Il y a quelques semaines de ça, j’avais laissé un post (LIRE) et y attachais une lettre adressée à Monsieur Bouteflika Président de la république algérienne écrite par Monsieur André Savelli professeur agrégé du Val de Grâce. J’avais trouvé le ton et la justesse de ses arguments tellement vrais que cette lettre ne pouvait pas avoir été écrite par un néophyte….Et pour cause !!!!
Le Professeur André Savelli est né en 1927 à Rabat de parents originaires de Blida et Oued El Aleug. C’est l’aîné de 7 garçons, il fait ses études secondaires à Rabat. Il entre à la Faculté de Médecine d’Alger en 1945 puis à l’Ecole du Service de Santé de Lyon. Il passe sa thèse à Alger sous la direction du Professeur Benhamou puis passera trois ans comme médecin militaire à In Salah avant de rejoindre le 1er RTA à Blida. En 1961 il sera chef du service psychiatrique de l’Hôpital Maillot puis sera nommé Professeur Agrégé au Val de Grâce. Par la suite il fut Chargé de Cours en psychopathologie à la Faculté des Lettres de Montpellier et Chargé de Criminologie Psychiatrique à la Faculté de Droit. Il est l’auteur d’une centaine de publications en psychopathologie. Il est Chevalier de la Légion d’Honneur, Officier de l’Ordre National du Mérite et membre de l’Académie des Sciences et des Lettres de Montpellier.
Extrait du témoignage du Professeur André Savelli : Source : Le mérite N° 116 du mois de janvier 2008.
-« L’œuvre humanitaire du Service de Santé des Armées, si vaste et si dense à travers le monde, de façon continue pendant plus d’un siècle, mériterait d’être mieux connue. Je témoignerai de cette action uniquement au Sahara, dans les Territoires du Sud algérien de 1900 à 1976, où j’ai exercé de 1953 à 1955. En effet, après le doctorat à Alger et un an d’application à l’hôpital de Val de Grâce à Paris, ma première affectation fut le Sahara avec pour unique mission l’assitance médicale aux populations. En août 1953, je gagnais mon poste l’oasis d’In Salah, 20 000 habitants, y compris les petites oasis périphériques et les nomades, au cœur du Tidikelt, à 1 000 kms au sud d’Alger ». (…)
Avant l’arrivée des premiers pionniers français descendus de l’Algérie vers la Croix du Sud, à
travers des étendues à peu près vides, les autochtones, sous-alimentés, étaient
continuellement victimes de la famine, des épidémies et des pillards. Aucune nation civilisée ne s’était occupée d’eux. Le schéma ci-dessus permet de situer géographiquement les Territoires du Sud algérien, trois fois plus étendus que la France – 2 150 kms est-ouest et 1 650 kms nord-sud- avec ses deux grands départements, de la Saoura et des Oasis.

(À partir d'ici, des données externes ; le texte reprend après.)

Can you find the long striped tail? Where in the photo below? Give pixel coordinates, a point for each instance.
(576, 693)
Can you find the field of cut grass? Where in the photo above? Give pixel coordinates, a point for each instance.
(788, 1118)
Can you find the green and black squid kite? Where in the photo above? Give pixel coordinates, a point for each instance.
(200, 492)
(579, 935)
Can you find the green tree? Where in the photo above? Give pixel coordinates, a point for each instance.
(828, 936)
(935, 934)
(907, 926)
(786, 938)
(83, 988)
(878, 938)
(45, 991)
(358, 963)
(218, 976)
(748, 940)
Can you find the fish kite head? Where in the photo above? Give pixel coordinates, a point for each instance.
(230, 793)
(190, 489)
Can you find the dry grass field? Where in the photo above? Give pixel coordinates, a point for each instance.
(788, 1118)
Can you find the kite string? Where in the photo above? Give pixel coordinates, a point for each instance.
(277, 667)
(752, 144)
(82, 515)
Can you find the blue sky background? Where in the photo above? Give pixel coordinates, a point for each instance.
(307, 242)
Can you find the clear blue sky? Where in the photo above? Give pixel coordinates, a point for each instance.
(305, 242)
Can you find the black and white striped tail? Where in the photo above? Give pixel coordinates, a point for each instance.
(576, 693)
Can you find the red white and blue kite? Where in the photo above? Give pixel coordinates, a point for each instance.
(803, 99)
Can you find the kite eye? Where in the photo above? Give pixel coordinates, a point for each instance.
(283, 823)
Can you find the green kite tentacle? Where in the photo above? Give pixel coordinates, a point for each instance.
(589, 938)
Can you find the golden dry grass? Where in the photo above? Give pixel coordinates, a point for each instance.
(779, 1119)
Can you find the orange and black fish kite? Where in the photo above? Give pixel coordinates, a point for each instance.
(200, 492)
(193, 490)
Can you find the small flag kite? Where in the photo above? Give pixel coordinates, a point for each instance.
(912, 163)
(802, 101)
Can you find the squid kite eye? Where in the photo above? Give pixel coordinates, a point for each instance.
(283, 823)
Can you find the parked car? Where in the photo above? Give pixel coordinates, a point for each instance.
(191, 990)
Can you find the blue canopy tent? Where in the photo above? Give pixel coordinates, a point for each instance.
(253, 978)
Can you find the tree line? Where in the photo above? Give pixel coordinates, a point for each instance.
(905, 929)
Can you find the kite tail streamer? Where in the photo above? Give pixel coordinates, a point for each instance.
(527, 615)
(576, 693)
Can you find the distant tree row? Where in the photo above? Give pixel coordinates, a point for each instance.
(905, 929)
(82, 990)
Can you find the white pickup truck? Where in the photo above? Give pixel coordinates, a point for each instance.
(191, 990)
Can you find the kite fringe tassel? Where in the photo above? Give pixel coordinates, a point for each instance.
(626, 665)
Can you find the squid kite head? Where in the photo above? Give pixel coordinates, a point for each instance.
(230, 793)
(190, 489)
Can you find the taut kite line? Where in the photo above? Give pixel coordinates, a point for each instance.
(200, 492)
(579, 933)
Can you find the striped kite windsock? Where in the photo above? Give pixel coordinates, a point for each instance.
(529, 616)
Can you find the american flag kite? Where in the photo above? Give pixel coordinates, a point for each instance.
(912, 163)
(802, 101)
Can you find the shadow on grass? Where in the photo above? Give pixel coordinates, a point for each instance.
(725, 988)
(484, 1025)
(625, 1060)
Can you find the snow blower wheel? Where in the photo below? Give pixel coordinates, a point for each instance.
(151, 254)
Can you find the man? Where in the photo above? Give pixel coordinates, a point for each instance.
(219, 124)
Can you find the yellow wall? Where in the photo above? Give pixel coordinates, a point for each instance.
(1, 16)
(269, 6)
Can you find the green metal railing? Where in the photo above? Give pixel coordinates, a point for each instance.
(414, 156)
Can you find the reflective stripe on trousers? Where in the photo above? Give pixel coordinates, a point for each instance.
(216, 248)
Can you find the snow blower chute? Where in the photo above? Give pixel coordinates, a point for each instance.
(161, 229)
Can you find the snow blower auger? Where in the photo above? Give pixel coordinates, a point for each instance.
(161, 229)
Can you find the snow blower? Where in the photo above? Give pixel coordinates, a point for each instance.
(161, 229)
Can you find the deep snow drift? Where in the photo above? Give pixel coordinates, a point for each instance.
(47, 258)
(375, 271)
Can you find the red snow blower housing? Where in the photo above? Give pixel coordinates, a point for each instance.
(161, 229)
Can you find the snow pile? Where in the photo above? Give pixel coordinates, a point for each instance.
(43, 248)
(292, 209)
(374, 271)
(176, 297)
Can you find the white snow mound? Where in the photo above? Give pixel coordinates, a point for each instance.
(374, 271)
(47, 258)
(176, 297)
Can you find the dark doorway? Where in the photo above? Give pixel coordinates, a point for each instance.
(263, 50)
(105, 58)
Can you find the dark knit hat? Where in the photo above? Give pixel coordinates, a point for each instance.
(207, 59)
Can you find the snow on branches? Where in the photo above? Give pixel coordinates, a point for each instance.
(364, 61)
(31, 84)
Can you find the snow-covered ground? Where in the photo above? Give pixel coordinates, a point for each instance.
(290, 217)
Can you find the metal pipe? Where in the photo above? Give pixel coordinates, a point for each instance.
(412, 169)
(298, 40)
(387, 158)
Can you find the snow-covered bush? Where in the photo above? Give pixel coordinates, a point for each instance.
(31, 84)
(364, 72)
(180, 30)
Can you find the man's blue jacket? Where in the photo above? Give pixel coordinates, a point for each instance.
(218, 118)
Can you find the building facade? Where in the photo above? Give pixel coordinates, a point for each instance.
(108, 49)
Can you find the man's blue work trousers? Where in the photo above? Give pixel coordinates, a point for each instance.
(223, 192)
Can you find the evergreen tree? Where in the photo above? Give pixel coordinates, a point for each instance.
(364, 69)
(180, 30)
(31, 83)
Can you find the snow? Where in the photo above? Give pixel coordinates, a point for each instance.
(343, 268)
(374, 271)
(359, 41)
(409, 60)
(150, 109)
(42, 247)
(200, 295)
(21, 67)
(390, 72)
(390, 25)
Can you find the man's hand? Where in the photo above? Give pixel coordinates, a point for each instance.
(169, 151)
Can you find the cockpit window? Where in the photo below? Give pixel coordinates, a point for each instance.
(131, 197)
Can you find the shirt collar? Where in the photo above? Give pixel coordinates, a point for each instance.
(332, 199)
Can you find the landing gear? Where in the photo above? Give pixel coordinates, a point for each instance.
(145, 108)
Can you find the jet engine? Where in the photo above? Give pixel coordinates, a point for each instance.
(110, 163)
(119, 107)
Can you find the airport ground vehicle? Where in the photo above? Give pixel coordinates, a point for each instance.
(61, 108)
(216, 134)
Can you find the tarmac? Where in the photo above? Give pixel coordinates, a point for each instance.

Avant 1945, officiers et médecins y circulaient, à pieds à cheval ou à dos de chameau. Dès les premiers temps de l’installation française en Algérie,
en 1830, et au fur et à mesure de la pénétration de nos troupes, le souci de faire assurer les soins aux autochtones dans ses formations sanitaires, ambulances des colonnes mobiles et hôpitaux de campagne. Cette pratique avait rencontré un grand succès auprès des habitants. « Il n’est pas fait plus établi, écrivait Lyautey, que l’efficacité du médecin comme agent de pénétration, d’alliance et de pacification ». On connaît son fameux télégramme à Gallieni : « Si vous pouvez m’envoyer quatre médecins de plus, je vous renvoie quatre compagnies ».
Aussi, lors de l’occupation de Sahara, après les combats d’In Salah et d’In Rhar pour
protéger la mission scientifique Flamand-Pein, en 1900, le corps de santé a poursuivi son œuvre d’assistance médicale aux populations. (….) Les circonscriptions médicales des Territoires du Sud, 15 en 1918 et 35 dès 1960, se répartissent entre les départements des Oasis et celui de la Saoura. Elles sont centrées sur les établissements de l’Assistance médicale, infirmeries et formations secondaires. (…) Le développement croissant des besoins oblige l’administration à réaliser un programme de construction en dur.
C’est dans l’oasis rouge de Timimoun, qu’a exercé à cette époque le médecin-général
Edmond Reboul quand il était lieutenant. Lauréat de l’Académie française et de l’Académie de médecine, son premier livre, Si Toubib (prix Vérité 1958), relate la vie romancée d’un médecin militaire au Sahara. A Laghouat, après un dispensaire en 1949, est créé un pavillon de chirurgie avec une maternité en 1956, un pavillon de contagieux à Djelfa et une infirmerie-hôpital de cent lits à El Oued. Il existait en 1960, 26 infirmeries dispensaires.
Le nombre de lits organisés dans ces établissements varie d’une dizaine comme à In Salah à 130 à Djelfa. Il compte, en 1960, plus d’un millier de lits auxquels s’ajoutent ceux des hôpitaux militaires de Colomb- Béchar (120) et Ouargla (80). Ces infirmeries sont pourvues de matériel d’exploitation et d’ameublement des plus modernes, et d’un outillage technique de qualité avec salle d’opération, maternité, pharmacie, laboratoire de microscopie ; 25 possèdent une installation radiologique. Les formations secondaires – postes de
secours ruraux ou dispensaires anti-ophtalmiques- sont implantées dans les petits oasis satellites. Elles comportent un local de consultation, et souvent un petit logement pour les infirmiers auxiliaires. Ces derniers donnent les soins courants entre les visites médicales et servent d’agents de renseignement sanitaire en cas de menace d’épidémie ou de malade intransportable.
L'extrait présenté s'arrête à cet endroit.